Fraser to improve visibility of new US 40 medians

One of the new medians and crosswalks in Fraser on US Highway 40. The town plans to improve visibility around the recently installed medians with more light and signage.
Courtesy Sarah Wieck, Town of Fraser

Fraser is taking steps to address some concerns raised by residents and town trustees around the newly installed medians on US Highway 40 while planning for future projects.

At the regular meeting of the Fraser Board of Trustees on Wednesday, members spoke about visibility, bike safety and the need for more signage before town officials touched on what’s being done to assuage concerns.

According to the Colorado Department of Transportation, the project is mostly complete, but there is still work to be done. Much of the discussion on adjustments centered around improving visibility, especially at night, and the surrounding signage.

Town Manager Jeff Durbin noted he has spoken with some residents who suggested painting around the curb or adding lights.

“Painting the curbs reflective yellow paint is not going to happen,” he said. “(CDOT) wouldn’t approve that because that’s what they do to paint the striping, so they look at that as something that would confuse drivers.”

Instead, the town will be installing higher-wattage light bulbs in the lights next to the crosswalks, more reflective signage and potentially placing solar light fixtures in the medians and more reflectors on the curvy parts of the road. Landscaping and gardening on the medians will likely take place next year.

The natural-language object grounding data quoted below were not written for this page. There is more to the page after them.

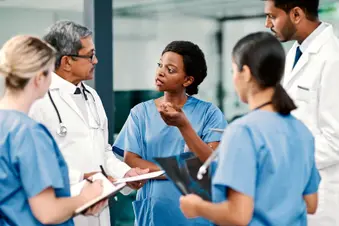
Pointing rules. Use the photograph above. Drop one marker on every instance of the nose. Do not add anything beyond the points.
(160, 72)
(95, 60)
(268, 22)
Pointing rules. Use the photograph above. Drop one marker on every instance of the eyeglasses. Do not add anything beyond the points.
(91, 57)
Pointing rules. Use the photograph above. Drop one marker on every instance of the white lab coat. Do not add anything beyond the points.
(314, 86)
(83, 148)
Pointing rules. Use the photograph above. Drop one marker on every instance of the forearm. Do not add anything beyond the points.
(57, 210)
(194, 142)
(327, 150)
(143, 164)
(63, 208)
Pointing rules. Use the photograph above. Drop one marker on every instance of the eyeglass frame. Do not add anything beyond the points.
(91, 57)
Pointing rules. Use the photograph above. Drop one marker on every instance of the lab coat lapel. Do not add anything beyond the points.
(317, 43)
(66, 97)
(292, 74)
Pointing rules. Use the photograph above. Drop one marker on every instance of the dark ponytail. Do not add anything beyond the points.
(281, 101)
(265, 57)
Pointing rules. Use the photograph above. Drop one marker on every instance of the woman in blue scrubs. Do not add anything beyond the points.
(266, 172)
(34, 183)
(146, 135)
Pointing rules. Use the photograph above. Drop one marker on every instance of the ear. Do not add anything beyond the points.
(38, 79)
(188, 81)
(66, 63)
(246, 72)
(296, 15)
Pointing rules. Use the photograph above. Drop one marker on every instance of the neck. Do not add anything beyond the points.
(19, 101)
(178, 99)
(259, 98)
(310, 26)
(68, 76)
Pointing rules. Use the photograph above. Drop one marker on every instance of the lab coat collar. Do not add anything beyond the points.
(313, 48)
(320, 39)
(63, 85)
(66, 88)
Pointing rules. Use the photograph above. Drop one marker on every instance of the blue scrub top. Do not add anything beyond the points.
(270, 158)
(147, 135)
(30, 162)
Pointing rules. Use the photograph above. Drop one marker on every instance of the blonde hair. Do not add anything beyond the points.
(22, 57)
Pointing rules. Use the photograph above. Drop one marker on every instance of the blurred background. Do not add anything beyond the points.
(130, 36)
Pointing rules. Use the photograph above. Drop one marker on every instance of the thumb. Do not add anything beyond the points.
(145, 170)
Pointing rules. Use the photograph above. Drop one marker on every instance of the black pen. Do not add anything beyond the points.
(103, 171)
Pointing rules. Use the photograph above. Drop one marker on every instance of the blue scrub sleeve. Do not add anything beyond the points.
(313, 182)
(37, 161)
(236, 167)
(129, 137)
(215, 119)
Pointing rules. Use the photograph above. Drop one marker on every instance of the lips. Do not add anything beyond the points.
(158, 82)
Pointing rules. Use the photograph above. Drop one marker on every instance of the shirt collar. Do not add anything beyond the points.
(307, 42)
(63, 85)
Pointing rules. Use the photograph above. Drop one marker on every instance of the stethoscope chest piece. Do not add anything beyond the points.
(62, 130)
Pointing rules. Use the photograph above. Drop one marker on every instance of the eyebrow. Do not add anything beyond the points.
(91, 51)
(172, 65)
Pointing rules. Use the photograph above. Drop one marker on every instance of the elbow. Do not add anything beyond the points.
(312, 209)
(243, 220)
(46, 218)
(239, 219)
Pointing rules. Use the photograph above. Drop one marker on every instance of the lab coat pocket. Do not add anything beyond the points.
(303, 93)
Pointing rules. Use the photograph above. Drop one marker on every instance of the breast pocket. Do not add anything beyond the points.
(303, 93)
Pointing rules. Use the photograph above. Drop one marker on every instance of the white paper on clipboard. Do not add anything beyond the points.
(109, 190)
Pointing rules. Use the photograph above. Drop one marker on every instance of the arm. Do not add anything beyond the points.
(135, 160)
(237, 210)
(49, 209)
(326, 132)
(234, 178)
(310, 194)
(37, 113)
(115, 167)
(195, 143)
(201, 146)
(311, 203)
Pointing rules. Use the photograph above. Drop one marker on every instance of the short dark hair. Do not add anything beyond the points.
(265, 57)
(310, 7)
(194, 62)
(65, 37)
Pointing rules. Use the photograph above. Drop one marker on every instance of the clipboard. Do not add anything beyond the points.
(108, 190)
(182, 170)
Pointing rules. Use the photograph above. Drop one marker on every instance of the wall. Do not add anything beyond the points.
(15, 21)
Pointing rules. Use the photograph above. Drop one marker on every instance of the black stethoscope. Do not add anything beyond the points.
(62, 130)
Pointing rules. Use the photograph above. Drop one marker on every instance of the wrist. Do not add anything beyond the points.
(184, 126)
(201, 208)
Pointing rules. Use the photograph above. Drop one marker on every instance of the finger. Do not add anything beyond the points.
(143, 171)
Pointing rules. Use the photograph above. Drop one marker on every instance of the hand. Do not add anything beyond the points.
(135, 172)
(172, 115)
(111, 179)
(97, 208)
(88, 175)
(189, 205)
(91, 190)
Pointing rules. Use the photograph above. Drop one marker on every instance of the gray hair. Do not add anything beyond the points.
(65, 37)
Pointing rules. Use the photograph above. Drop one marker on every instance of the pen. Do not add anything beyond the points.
(103, 171)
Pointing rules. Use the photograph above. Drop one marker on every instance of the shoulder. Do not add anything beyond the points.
(23, 126)
(143, 107)
(205, 106)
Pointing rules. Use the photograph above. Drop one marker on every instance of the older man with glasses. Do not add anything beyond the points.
(75, 116)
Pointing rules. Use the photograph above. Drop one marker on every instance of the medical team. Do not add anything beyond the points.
(270, 160)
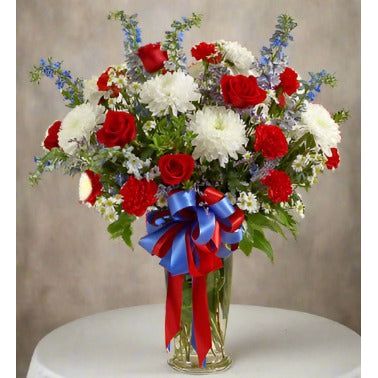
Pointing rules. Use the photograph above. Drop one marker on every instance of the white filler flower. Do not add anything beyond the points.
(91, 92)
(317, 121)
(248, 202)
(174, 90)
(220, 134)
(241, 58)
(76, 126)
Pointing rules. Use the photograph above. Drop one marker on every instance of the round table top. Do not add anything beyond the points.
(264, 342)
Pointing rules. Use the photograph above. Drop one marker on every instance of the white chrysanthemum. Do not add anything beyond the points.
(91, 92)
(174, 90)
(220, 134)
(85, 187)
(248, 202)
(299, 163)
(317, 121)
(241, 58)
(76, 126)
(300, 208)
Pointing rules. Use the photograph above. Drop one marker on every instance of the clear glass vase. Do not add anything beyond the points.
(182, 356)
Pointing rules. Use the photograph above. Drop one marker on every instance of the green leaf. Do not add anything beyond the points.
(341, 116)
(122, 228)
(246, 244)
(260, 242)
(259, 221)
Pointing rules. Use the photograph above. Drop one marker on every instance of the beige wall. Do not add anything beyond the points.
(68, 267)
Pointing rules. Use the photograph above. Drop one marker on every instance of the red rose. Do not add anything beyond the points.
(279, 186)
(176, 168)
(241, 91)
(90, 187)
(138, 195)
(102, 84)
(118, 129)
(207, 52)
(51, 138)
(333, 161)
(152, 57)
(289, 81)
(271, 141)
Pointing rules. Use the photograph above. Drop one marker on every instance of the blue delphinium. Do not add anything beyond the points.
(71, 89)
(313, 86)
(273, 59)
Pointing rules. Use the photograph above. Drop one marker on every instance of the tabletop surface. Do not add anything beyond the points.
(264, 342)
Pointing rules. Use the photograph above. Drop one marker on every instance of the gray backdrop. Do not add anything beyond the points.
(67, 266)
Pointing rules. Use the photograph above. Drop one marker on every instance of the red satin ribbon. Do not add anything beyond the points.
(202, 260)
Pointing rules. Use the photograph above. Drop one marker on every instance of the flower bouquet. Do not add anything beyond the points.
(213, 152)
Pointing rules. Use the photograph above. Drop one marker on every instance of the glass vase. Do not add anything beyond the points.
(182, 356)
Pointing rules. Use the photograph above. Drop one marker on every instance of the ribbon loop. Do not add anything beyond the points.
(192, 238)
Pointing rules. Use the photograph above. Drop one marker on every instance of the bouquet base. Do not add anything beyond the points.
(191, 366)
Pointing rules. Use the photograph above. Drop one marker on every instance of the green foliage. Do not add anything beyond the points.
(47, 163)
(254, 237)
(122, 228)
(341, 116)
(171, 136)
(257, 224)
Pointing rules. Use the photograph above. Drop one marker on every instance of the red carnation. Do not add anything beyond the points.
(333, 161)
(102, 84)
(118, 129)
(241, 91)
(279, 186)
(207, 52)
(90, 187)
(152, 57)
(138, 195)
(289, 81)
(51, 138)
(176, 168)
(271, 141)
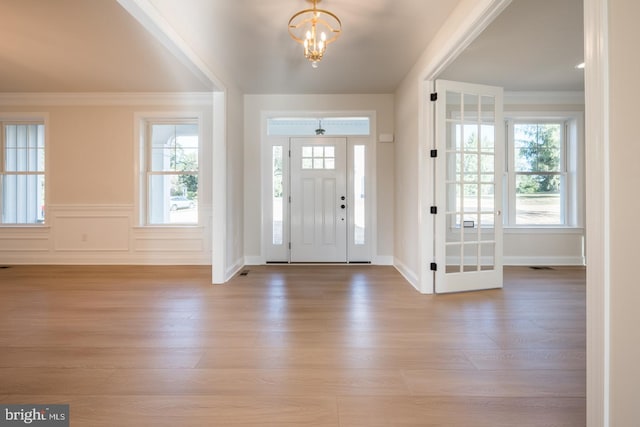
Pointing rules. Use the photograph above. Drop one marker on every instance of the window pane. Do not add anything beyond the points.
(24, 148)
(23, 199)
(23, 183)
(173, 163)
(174, 147)
(299, 126)
(538, 199)
(173, 199)
(359, 194)
(537, 147)
(277, 191)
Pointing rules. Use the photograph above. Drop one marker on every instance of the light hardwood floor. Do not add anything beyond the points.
(352, 346)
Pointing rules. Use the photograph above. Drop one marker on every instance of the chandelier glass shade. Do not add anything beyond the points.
(314, 29)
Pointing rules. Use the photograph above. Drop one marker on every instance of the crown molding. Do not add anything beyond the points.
(544, 97)
(105, 98)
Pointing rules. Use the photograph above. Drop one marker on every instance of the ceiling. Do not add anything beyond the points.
(97, 46)
(534, 45)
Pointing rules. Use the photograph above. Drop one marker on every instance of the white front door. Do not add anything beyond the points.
(318, 200)
(468, 187)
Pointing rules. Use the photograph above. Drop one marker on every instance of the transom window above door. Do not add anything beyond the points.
(308, 126)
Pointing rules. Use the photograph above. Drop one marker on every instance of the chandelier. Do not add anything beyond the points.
(314, 28)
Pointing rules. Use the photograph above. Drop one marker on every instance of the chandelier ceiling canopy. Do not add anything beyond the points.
(315, 28)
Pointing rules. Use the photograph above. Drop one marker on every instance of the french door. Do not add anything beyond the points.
(468, 187)
(318, 205)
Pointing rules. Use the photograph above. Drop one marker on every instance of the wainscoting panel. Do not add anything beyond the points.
(92, 233)
(104, 234)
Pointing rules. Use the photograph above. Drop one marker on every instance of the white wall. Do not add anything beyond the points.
(91, 206)
(522, 246)
(234, 259)
(408, 250)
(624, 63)
(382, 105)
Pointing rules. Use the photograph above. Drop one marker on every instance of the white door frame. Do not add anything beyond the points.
(596, 37)
(359, 253)
(319, 206)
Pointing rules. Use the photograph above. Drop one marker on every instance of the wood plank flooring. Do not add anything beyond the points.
(285, 346)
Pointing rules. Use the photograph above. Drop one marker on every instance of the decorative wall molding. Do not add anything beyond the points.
(105, 234)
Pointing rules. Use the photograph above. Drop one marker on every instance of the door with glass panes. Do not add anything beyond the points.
(318, 207)
(468, 187)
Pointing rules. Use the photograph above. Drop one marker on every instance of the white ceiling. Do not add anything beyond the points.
(534, 45)
(97, 46)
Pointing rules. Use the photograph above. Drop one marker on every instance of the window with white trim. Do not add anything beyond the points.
(170, 159)
(543, 172)
(22, 172)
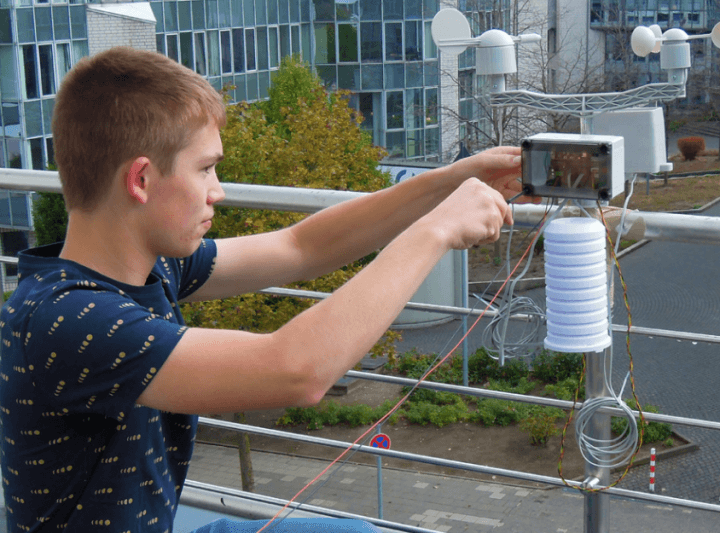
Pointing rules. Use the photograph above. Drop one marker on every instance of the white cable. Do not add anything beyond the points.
(608, 453)
(496, 332)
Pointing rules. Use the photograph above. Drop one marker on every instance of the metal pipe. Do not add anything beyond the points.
(513, 474)
(523, 398)
(597, 504)
(644, 225)
(253, 506)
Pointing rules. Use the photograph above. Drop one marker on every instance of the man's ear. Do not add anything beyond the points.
(135, 180)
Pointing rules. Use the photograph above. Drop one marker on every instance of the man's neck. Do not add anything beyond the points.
(108, 246)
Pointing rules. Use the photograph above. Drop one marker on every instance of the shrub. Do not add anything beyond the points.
(551, 367)
(491, 412)
(565, 390)
(332, 413)
(690, 147)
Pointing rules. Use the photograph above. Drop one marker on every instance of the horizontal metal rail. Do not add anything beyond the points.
(252, 506)
(449, 463)
(641, 225)
(660, 226)
(524, 398)
(466, 311)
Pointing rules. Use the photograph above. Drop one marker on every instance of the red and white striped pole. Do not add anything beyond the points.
(652, 470)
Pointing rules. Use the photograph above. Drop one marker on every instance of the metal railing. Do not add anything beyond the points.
(657, 226)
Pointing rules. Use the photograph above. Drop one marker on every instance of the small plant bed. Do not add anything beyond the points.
(492, 434)
(553, 374)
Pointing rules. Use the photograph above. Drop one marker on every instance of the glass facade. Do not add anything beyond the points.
(380, 50)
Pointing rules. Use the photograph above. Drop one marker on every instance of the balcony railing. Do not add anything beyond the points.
(655, 226)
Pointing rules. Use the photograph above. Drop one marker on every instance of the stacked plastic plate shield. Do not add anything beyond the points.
(576, 286)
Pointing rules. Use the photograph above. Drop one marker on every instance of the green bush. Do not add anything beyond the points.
(551, 367)
(332, 413)
(565, 390)
(494, 412)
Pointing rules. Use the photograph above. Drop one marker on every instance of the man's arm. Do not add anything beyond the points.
(220, 370)
(343, 233)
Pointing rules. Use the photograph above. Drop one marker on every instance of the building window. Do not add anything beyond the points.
(30, 71)
(213, 39)
(371, 41)
(225, 53)
(186, 56)
(262, 49)
(413, 41)
(239, 49)
(172, 47)
(393, 41)
(274, 46)
(250, 61)
(348, 43)
(324, 43)
(200, 61)
(394, 107)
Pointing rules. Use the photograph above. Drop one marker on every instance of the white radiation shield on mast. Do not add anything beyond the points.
(450, 25)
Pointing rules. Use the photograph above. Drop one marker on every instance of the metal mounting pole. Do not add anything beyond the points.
(597, 504)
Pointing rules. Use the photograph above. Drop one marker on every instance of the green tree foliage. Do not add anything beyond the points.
(50, 218)
(302, 137)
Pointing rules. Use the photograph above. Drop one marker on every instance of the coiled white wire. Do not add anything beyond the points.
(608, 453)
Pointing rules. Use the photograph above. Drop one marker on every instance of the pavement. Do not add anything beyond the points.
(670, 286)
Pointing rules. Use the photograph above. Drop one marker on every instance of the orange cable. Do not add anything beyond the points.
(404, 399)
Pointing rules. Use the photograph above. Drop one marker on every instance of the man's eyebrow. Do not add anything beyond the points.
(213, 159)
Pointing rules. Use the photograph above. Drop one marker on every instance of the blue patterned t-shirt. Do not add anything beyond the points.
(78, 349)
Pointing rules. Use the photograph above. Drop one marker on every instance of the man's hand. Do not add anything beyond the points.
(499, 167)
(472, 215)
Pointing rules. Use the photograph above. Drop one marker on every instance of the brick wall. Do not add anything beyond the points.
(106, 30)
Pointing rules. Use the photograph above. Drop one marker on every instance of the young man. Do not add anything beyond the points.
(100, 377)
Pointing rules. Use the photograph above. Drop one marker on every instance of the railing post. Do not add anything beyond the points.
(465, 303)
(597, 504)
(379, 473)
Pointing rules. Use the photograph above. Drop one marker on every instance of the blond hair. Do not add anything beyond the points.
(122, 104)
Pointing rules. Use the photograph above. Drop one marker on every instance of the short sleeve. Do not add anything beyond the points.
(95, 351)
(189, 274)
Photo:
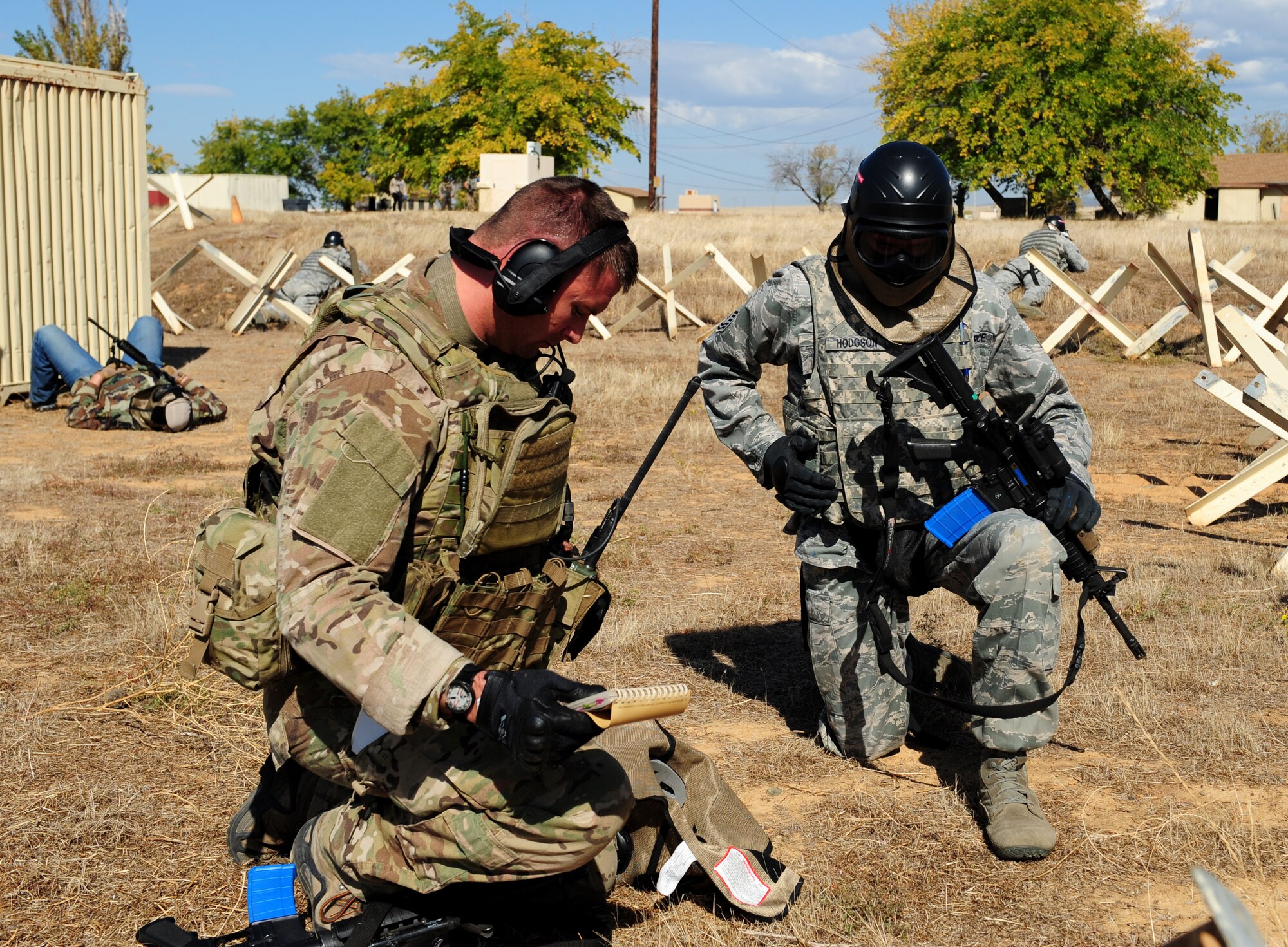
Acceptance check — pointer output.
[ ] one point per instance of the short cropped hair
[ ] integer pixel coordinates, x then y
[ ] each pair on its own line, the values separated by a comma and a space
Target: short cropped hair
561, 210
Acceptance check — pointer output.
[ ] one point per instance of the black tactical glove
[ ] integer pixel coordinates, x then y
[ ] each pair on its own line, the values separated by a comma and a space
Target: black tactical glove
797, 487
524, 712
1071, 503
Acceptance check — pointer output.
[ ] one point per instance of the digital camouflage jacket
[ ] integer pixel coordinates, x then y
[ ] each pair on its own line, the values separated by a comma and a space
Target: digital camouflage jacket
826, 395
110, 404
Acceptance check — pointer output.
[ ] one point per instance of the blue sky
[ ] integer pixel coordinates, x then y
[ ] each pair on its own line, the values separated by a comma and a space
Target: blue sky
739, 79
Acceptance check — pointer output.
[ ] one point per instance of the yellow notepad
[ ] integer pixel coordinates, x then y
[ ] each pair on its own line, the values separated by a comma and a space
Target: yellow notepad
634, 704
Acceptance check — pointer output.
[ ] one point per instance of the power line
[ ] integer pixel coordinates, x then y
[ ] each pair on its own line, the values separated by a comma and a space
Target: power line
808, 52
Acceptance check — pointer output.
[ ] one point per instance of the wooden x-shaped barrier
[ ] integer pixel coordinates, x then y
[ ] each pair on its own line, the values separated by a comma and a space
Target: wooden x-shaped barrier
1264, 400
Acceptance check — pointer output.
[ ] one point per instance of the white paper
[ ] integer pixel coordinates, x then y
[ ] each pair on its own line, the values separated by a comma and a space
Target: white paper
366, 731
674, 870
741, 878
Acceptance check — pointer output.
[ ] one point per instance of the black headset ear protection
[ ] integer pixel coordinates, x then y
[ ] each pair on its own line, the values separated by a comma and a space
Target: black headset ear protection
530, 278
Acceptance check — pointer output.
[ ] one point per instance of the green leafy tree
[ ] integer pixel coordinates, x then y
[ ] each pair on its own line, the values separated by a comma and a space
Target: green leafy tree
262, 145
500, 85
819, 173
1056, 98
1268, 133
346, 143
80, 36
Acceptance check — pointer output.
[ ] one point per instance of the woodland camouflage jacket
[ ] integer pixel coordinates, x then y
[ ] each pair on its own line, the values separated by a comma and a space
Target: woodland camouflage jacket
109, 406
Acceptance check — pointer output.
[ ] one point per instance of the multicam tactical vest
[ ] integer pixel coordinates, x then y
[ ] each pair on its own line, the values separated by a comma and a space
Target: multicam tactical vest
837, 407
480, 578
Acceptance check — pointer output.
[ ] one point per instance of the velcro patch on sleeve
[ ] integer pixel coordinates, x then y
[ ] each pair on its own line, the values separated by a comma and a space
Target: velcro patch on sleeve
740, 877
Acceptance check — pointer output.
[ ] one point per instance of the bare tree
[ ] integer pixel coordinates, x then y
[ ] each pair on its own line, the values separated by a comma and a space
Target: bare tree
819, 173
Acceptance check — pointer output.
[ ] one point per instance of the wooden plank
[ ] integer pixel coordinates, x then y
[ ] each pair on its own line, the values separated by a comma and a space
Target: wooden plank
1244, 332
1269, 400
1081, 319
227, 264
175, 268
1238, 283
1231, 395
739, 279
1213, 349
1265, 471
1157, 331
1079, 295
399, 268
1171, 278
258, 294
669, 309
336, 269
168, 314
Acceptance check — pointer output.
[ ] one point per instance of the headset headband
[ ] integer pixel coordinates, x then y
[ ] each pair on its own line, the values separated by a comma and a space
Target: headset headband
542, 276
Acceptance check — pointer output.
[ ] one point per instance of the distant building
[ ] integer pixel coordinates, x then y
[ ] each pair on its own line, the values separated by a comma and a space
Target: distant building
254, 192
500, 175
1250, 188
628, 200
694, 202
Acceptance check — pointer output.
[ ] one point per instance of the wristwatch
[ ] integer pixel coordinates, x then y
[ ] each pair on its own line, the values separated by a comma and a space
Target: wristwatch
459, 697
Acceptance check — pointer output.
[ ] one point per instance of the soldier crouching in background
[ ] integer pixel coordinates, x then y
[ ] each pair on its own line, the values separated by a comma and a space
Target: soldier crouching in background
893, 277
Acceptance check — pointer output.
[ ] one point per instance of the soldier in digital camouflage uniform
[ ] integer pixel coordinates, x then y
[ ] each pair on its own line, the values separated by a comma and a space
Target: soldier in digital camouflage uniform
368, 457
120, 395
311, 282
1057, 245
895, 276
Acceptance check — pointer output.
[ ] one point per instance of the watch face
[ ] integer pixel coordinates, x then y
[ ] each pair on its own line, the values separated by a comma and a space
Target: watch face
459, 699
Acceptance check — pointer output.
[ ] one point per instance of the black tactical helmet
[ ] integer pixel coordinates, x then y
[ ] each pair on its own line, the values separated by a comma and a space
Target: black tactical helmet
900, 221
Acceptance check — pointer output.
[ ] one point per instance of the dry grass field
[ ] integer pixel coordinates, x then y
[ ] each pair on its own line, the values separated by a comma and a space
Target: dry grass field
119, 776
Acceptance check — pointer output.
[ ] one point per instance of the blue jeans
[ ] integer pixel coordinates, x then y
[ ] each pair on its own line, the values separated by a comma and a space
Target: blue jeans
57, 358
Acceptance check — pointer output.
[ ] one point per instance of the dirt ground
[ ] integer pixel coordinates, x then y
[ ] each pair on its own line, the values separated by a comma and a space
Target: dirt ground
119, 776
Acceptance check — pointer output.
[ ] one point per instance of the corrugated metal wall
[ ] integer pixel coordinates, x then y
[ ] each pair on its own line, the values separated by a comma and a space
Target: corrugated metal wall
74, 216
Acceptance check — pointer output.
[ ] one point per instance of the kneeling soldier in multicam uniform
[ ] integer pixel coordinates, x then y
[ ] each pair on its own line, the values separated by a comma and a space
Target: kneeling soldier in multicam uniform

Durbin added that the town’s public works department and police department are continuing to monitor for other problem areas or visibility issues.

“I’ve asked (them) to keep an eye on it since they’re out there at nighttime all the time,” he said.

Trustees Katie Soles and Herb Meyring noted the project didn’t include a designated bike lane, which leaves bikers with the choice of sharing the road or the sidewalk.

“I think if you ride a bike going north through there, like I have, it’s tight,” Meyring said.

Soles also mentioned her unease the width of certain bumpouts, particularly near the Headwaters Trails Alliance and visitor’s center, because they don’t give drivers a lot of room to maneuver.

“It sticks way out, it’s a block, it’s difficult to see and we’ve removed any option for people coming from (the visitor’s center) to have an escape or a little bit of a way to merge into traffic,” she explained. “It’s too narrow, there’s not enough room for traffic and bicycles and from what I understand … that is too narrow for wide loads.”

However, Fraser Winter Park Police Chief Glen Trainor confirmed he hasn’t seen any issues with wide loads getting through the space. Durbin also noted that the Colorado Department of Transportation’s Oversized Vehicle Unit took measurements to ensure a proper fit.

CDOT is also currently working on a capacity study for the portion of US 40 from Rendezvous to County Road 5, which could address some concerns as well.

Overall, the trustees agreed the project has been successful at improving pedestrian safety and making the downtown area more walkable.

“The crosswalks have been working great,” Soles said. “People are really paying attention.”